Years ago, when they left on one of their week long vacations to the redneck riviera, I fashioned that one oar, sans paddle into a steamer, which is a device used to smoke pot, with a bowl on the top and a tube with both ends open.  One end is inhaled from, and the other acts as a carburator, and it gets you really, really stoned.

Or in this case, I got really, really stoned.  All day, all night until my head hurt.

I specifically remember sitting in bed, trying to smoke all the way up until I tried to go to sleep, feeling vaguely guilty and dirty smoking in my bed with a big long blue tube and a bowl caked with thc, wondering if I had a problem, thinking, as my head literally ached from either the pot or lack of oxygen, "Man, what am I doing?"  and then giggling to myself as I tried to go to sleep, realizing that there is no such thing as a 'marijuana problem'.

I wasn't holding up stores, nor stealing anything.  If I ran out of pot, which was extrememly rare, I was bummed for a couple of days and had a lot of time on my hands that would otherwise be spent smoking pot and creating devices to smoke pot out of, such as the 'case of the missing blue oar' steamer, of which my father is currently inquiring.

I hid it when they came home, and eventually threw it away.

"Oh!  You mean the oar from that raft that you guys gave me."  I said.

"Yeah."

"I was, like, seven or eight when you gave that to me.  It could be broken or thrown away."

(one year I said something like, "Dude, that was so long ago, it could be anywhere", and he got seriously pissed.

"It could NOT be anywhere!!" and my mom would chime in with her usual, "It didn't just grow legs, get up and walk away, arg!"

I almost started laughing right then and there, but choked it down.)

"This family never throws anything away."

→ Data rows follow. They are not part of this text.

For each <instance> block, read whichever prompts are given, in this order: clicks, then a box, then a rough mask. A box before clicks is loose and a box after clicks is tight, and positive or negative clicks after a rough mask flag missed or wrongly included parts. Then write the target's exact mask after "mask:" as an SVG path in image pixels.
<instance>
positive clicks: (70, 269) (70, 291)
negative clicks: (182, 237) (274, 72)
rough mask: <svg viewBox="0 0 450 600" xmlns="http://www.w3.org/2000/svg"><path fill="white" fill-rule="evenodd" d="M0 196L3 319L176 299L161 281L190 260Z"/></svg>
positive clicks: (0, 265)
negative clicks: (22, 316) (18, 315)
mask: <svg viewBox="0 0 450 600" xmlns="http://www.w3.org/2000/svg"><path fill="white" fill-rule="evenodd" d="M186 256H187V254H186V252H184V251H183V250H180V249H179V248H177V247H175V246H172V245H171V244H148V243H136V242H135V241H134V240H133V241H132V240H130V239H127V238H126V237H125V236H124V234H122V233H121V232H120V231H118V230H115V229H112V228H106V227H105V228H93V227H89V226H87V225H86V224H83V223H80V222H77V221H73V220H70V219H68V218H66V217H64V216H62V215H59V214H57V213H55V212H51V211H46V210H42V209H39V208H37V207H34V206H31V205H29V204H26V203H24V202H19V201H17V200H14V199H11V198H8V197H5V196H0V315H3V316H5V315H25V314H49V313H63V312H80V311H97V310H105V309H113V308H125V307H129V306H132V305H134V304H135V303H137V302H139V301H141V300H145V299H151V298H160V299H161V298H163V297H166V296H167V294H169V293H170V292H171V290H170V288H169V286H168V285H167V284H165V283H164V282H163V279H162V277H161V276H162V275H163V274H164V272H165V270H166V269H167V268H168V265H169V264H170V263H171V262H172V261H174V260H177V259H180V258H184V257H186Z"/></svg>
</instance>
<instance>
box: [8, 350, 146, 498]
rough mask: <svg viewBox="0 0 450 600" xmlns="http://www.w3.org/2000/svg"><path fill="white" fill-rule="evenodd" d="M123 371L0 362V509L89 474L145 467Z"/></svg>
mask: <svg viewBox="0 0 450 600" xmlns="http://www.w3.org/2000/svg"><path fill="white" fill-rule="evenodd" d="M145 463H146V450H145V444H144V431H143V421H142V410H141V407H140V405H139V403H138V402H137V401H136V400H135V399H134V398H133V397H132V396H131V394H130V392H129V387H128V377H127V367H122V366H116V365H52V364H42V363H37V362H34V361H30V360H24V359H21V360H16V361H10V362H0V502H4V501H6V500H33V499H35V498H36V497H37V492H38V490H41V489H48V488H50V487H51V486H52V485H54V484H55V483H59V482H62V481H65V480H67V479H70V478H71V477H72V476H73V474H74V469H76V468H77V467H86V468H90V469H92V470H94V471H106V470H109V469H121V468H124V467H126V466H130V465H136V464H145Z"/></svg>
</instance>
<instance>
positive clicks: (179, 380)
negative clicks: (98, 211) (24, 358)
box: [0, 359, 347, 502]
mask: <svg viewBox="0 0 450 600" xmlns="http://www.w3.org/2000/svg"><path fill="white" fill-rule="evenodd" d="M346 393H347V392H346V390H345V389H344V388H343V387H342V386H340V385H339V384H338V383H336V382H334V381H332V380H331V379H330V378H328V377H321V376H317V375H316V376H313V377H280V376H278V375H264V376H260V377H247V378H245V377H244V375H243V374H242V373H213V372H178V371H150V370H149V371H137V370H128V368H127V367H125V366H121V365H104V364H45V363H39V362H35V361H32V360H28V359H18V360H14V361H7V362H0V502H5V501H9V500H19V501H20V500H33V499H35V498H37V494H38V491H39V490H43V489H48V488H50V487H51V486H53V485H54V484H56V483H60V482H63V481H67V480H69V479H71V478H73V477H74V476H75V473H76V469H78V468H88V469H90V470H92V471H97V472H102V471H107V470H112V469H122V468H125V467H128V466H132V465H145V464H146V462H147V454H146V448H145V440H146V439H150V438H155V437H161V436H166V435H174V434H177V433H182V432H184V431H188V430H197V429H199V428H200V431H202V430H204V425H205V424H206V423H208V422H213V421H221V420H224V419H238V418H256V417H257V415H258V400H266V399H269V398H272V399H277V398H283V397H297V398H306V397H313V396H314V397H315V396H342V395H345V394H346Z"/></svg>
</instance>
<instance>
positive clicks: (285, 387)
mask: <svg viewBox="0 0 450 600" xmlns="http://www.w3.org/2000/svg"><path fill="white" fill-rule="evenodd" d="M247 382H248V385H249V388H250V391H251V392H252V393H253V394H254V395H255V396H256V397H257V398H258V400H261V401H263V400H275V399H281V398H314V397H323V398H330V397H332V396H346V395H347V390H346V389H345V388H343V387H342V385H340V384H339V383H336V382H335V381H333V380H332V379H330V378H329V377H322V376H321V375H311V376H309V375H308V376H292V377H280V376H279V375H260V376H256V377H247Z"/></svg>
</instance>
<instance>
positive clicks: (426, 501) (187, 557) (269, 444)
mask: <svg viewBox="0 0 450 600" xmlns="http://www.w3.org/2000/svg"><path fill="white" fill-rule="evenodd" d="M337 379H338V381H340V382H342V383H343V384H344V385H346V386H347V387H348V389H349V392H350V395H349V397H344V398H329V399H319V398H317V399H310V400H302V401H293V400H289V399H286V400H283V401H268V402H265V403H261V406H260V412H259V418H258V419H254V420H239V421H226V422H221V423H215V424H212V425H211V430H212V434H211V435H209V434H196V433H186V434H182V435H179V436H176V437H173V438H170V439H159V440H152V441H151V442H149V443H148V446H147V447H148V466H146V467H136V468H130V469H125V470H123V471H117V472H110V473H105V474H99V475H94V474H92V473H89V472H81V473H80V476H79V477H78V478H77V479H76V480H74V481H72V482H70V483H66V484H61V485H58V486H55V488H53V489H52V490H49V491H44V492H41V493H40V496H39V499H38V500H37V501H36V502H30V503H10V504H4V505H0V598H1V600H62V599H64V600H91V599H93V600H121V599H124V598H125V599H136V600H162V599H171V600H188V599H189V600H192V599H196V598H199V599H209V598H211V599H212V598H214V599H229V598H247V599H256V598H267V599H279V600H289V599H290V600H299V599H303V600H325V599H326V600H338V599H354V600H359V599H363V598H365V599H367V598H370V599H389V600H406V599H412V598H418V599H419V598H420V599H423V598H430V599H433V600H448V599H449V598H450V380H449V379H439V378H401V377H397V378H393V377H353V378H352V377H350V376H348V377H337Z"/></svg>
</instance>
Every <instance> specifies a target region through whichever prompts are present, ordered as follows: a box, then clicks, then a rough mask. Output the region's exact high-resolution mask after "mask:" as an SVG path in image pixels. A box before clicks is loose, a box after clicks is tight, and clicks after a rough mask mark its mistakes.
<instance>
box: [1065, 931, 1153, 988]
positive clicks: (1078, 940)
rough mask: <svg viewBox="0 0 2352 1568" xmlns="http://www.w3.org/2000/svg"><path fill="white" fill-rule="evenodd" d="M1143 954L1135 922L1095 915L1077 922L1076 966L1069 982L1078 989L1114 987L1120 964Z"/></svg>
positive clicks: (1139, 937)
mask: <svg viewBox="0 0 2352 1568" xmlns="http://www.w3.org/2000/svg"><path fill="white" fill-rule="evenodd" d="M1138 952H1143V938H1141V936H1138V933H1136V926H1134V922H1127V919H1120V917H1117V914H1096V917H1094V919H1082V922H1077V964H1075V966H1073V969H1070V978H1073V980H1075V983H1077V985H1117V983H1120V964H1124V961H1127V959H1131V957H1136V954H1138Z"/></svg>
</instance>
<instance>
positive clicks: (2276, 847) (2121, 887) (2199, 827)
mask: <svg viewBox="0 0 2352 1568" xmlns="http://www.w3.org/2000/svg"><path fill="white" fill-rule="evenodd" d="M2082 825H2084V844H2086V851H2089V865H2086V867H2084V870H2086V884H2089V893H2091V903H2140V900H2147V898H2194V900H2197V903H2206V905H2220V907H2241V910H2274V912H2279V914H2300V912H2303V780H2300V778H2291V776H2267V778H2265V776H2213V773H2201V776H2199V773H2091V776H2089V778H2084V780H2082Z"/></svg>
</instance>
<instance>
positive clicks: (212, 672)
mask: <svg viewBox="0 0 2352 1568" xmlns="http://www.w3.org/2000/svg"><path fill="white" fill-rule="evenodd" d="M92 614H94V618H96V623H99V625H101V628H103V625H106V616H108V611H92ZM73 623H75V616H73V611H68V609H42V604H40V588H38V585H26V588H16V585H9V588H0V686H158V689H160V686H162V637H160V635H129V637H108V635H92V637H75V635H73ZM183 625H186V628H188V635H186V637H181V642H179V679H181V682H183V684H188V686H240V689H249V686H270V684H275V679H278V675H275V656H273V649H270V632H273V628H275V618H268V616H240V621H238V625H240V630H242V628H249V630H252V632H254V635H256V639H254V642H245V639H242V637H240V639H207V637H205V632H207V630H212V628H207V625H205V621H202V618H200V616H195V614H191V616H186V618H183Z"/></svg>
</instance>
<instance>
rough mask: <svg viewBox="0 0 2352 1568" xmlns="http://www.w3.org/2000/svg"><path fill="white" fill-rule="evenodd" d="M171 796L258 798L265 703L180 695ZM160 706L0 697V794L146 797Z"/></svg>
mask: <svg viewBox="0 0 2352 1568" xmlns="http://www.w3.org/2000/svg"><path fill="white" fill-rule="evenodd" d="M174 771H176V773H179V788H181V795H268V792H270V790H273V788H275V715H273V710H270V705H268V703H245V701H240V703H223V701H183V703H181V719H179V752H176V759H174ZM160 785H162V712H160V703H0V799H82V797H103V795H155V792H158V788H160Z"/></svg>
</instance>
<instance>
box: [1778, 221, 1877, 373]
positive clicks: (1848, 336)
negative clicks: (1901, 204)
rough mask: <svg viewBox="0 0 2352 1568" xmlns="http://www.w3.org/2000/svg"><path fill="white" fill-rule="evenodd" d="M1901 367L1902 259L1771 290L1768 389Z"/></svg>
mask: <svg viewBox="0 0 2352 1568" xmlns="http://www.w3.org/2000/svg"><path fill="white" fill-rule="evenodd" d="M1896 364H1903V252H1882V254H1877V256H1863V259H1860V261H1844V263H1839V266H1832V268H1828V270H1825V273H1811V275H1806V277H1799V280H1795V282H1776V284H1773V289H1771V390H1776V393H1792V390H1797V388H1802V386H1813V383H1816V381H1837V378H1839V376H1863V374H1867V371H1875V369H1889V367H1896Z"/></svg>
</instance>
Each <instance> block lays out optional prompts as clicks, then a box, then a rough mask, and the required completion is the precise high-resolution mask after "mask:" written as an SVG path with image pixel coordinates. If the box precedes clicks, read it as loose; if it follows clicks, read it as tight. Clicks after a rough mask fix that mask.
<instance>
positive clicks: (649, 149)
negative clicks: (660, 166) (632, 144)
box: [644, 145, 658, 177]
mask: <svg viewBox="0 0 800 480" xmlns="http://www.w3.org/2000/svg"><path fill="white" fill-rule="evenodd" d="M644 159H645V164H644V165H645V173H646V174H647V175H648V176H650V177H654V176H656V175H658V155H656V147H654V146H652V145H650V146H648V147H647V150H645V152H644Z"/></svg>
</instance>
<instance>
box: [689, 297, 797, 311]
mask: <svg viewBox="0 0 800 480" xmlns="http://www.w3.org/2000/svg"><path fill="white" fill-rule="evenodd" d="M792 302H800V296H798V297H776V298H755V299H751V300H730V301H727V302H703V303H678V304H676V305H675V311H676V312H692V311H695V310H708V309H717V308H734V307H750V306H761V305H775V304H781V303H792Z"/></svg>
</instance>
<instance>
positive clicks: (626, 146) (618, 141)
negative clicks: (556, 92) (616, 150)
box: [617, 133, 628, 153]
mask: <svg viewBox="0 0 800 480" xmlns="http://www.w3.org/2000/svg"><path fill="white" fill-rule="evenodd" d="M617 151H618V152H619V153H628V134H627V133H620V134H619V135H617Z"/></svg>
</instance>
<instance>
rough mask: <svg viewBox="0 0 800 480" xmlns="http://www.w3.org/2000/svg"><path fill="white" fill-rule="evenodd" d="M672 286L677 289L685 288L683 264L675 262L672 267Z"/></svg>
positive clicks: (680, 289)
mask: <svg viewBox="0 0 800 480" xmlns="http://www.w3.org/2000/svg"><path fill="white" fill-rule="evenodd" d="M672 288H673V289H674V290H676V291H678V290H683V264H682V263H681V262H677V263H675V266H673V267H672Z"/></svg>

(meaning he never throws anything away...and godammit, I thought no one would ever notice ONE GODDAM USELESS BLUE PLASTIC OAR THAT WAS GIVEN TO ME IN THE FUCKIN' EIGHTIES AND THE GHOST OF WHICH HAS SOMEHOW COME BACK TO LIFE TO HAUNT ME PERIODICALLY IN THE 21st CENTURY.)

"Okay, well, I'll keep an eye out for it." I say.

"No, no you won't"  he keeps on, laying the guilt smackdown.

He makes it apparent he wants me to search for this thing amongst all the bullshit in the basement.  A fruitless search, mind you, and this I know.

Its like he kept the fuckers for years like hidden bastard children.  'One day...I'll have a use for you...'

I mean, who the fuck thinks of these things?  Who thinks like this?

My dad, that's who.

And long ago,  I gave up any pretense of doing a dance around the issues to make them happy.  I dropped the play that many kids do for their parents, the maintenance of illusions, the maintenance of denial for the parent's sake.

I've long thought it all bullshit, only to find that parents typically and willfully deceive themselves where their children are concerned.

But this one I will conceed.  I will not explain what a 'steamer' is, nor the truth behind 'the case of the missing blue and yellow plastic oar from the eighties'.

I might not even have been seven. What the fuck, dude.  How weird can you get?  I didn't like the shit when I got it in the first place.

And I know they're just going to get weirder as time goes on, the only thing I have on my side is my emergent objectivity, and the perspective I have gained in my travels and travails, my professional and personal lives.

So, tomorrow I will dotifully go down into the basement.  I will move boxes around.  I will stir up dust.

And I will, once again, repeat what I have said.

What a pathetic sham.  How fucking weird is that?